When faced with contradictory findings regarding mug73 function across different experimental contexts, researchers should implement these systematic approaches:
Methodological Reconciliation: Carefully compare experimental protocols, including:
Statistical Approach: Move beyond p-value significance testing, which has no basis in medicine and should be discouraged . Instead:
Report measures of association (e.g., relative risk, odds ratio) with confidence intervals
Use confidence intervals to indicate precision and plausible ranges for effects
Consider Bayesian approaches to integrate prior knowledge with new data
Experimental Design Hierarchy: Recognize that experimental studies provide stronger evidence than observational ones . Within experimental approaches:
Randomized trials offer stronger evidence than non-randomized ones
Control for confounding variables systematically
Consider crossover designs where subjects serve as their own controls
Contextual Factors: Explicitly test whether contradictions arise from:
Different cellular contexts (vegetative growth vs. meiosis)
Environmental conditions (nutrient availability, temperature)
Temporal dynamics (early vs. late meiotic effects)
Meta-analytical Approaches: Formally synthesize contradictory results through:
Quantitative meta-analysis when sufficient similar studies exist
Narrative synthesis for heterogeneous methodologies
Multiverse analysis to assess result robustness across analytical choices
This systematic approach helps determine whether contradictions represent context-dependent functions of mug73 or methodological discrepancies that need resolution.
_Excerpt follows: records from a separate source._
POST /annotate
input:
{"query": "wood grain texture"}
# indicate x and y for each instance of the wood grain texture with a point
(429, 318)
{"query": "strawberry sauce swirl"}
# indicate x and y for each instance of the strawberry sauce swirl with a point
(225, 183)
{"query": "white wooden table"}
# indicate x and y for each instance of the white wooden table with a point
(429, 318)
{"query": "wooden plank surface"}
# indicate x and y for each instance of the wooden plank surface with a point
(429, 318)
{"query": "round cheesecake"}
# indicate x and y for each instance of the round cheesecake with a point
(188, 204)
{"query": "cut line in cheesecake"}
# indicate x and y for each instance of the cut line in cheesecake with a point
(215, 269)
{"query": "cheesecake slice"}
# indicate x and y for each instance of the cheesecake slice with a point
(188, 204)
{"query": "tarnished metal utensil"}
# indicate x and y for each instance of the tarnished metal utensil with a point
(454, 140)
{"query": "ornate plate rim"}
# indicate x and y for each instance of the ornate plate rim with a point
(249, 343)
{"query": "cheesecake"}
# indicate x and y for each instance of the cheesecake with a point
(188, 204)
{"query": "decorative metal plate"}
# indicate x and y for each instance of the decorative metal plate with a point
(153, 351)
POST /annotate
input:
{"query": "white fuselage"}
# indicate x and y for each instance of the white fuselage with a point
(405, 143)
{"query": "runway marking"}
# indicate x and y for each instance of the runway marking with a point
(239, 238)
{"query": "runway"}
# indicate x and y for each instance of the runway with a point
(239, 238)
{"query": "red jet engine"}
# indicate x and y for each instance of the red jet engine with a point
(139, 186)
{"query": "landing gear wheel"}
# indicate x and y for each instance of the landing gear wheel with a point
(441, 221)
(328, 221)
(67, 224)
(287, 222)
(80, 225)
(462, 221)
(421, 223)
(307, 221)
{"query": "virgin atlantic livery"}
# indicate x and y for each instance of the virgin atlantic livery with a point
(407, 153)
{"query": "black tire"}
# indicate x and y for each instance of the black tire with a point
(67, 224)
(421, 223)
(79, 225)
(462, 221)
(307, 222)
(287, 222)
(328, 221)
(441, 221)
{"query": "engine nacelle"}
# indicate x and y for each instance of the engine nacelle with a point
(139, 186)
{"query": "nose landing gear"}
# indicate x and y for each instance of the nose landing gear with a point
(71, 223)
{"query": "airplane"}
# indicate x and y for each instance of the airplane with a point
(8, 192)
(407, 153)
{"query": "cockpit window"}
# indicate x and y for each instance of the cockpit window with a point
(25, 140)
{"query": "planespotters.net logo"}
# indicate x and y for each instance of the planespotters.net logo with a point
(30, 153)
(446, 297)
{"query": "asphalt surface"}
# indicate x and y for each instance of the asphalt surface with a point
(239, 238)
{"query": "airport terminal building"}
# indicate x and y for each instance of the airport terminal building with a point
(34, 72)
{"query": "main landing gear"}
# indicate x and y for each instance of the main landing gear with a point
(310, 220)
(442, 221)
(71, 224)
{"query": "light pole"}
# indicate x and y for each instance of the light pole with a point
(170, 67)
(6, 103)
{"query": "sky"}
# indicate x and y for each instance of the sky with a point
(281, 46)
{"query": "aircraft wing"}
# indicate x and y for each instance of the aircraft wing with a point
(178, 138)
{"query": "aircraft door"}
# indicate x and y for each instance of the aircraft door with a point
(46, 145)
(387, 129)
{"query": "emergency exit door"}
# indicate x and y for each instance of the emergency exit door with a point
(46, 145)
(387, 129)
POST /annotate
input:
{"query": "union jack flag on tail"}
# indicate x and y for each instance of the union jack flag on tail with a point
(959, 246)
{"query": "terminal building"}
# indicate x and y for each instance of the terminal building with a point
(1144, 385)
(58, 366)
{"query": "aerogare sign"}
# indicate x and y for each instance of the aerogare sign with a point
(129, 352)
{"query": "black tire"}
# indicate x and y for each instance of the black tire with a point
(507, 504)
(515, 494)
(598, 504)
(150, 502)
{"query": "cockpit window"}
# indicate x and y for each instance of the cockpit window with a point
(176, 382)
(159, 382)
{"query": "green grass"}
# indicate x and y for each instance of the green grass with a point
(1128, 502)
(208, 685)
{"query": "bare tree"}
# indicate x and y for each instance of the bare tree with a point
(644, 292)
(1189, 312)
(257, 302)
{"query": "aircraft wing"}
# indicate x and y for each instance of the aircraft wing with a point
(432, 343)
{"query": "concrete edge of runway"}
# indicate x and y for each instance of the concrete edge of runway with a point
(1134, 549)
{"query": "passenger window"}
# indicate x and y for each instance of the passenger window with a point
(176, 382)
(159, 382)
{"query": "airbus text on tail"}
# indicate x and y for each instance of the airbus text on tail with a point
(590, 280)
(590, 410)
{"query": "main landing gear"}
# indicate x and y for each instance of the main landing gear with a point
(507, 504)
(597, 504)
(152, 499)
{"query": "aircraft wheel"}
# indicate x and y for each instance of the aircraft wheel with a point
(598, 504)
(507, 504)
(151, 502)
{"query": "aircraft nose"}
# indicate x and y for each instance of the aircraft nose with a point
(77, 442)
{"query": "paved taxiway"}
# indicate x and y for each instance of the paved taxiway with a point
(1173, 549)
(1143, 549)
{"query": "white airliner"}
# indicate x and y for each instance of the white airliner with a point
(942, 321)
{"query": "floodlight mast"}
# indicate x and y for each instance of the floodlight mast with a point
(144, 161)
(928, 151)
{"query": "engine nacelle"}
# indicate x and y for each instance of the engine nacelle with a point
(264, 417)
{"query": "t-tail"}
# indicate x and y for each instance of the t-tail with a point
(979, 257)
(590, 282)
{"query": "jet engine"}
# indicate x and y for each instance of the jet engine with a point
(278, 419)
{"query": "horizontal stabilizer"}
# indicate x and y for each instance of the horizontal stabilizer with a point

Integrating computational and experimental approaches provides the most comprehensive functional characterization of mug73. This integrated workflow should proceed as follows:
Initial Computational Analysis:
Predict protein structure using AlphaFold2 or similar tools
Identify functional domains and conserved motifs
Generate hypotheses about potential interacting partners
Predict subcellular localization and potential modifications
First-Round Experimental Validation:
Verify expression patterns during meiosis using quantitative methods
Determine subcellular localization using fluorescent tagging
Perform initial phenotypic characterization of deletion mutants
Generate preliminary protein interaction data
Refinement through Data Integration:
Use experimental data to refine computational models
Apply machine learning to identify patterns in experimental results
Develop mechanistic models explaining observed phenotypes
Targeted Second-Round Experiments:
Design specific experiments to test computational predictions
Focus on validating the most confident computational predictions
Develop quantitative assays for mug73 function
Systems-Level Integration:
Place mug73 within the broader context of meiotic regulation
Construct network models incorporating mug73 and its partners
Simulate perturbations to predict system-wide effects
Iterative Improvement:
Continuously update computational models with new experimental data
Use Bayesian frameworks to update confidence in various hypotheses
Identify knowledge gaps requiring further experimental investigation
This iterative approach allows researchers to maximize information gain while minimizing experimental resources, leading to a more comprehensive understanding of mug73 function than either approach alone could provide.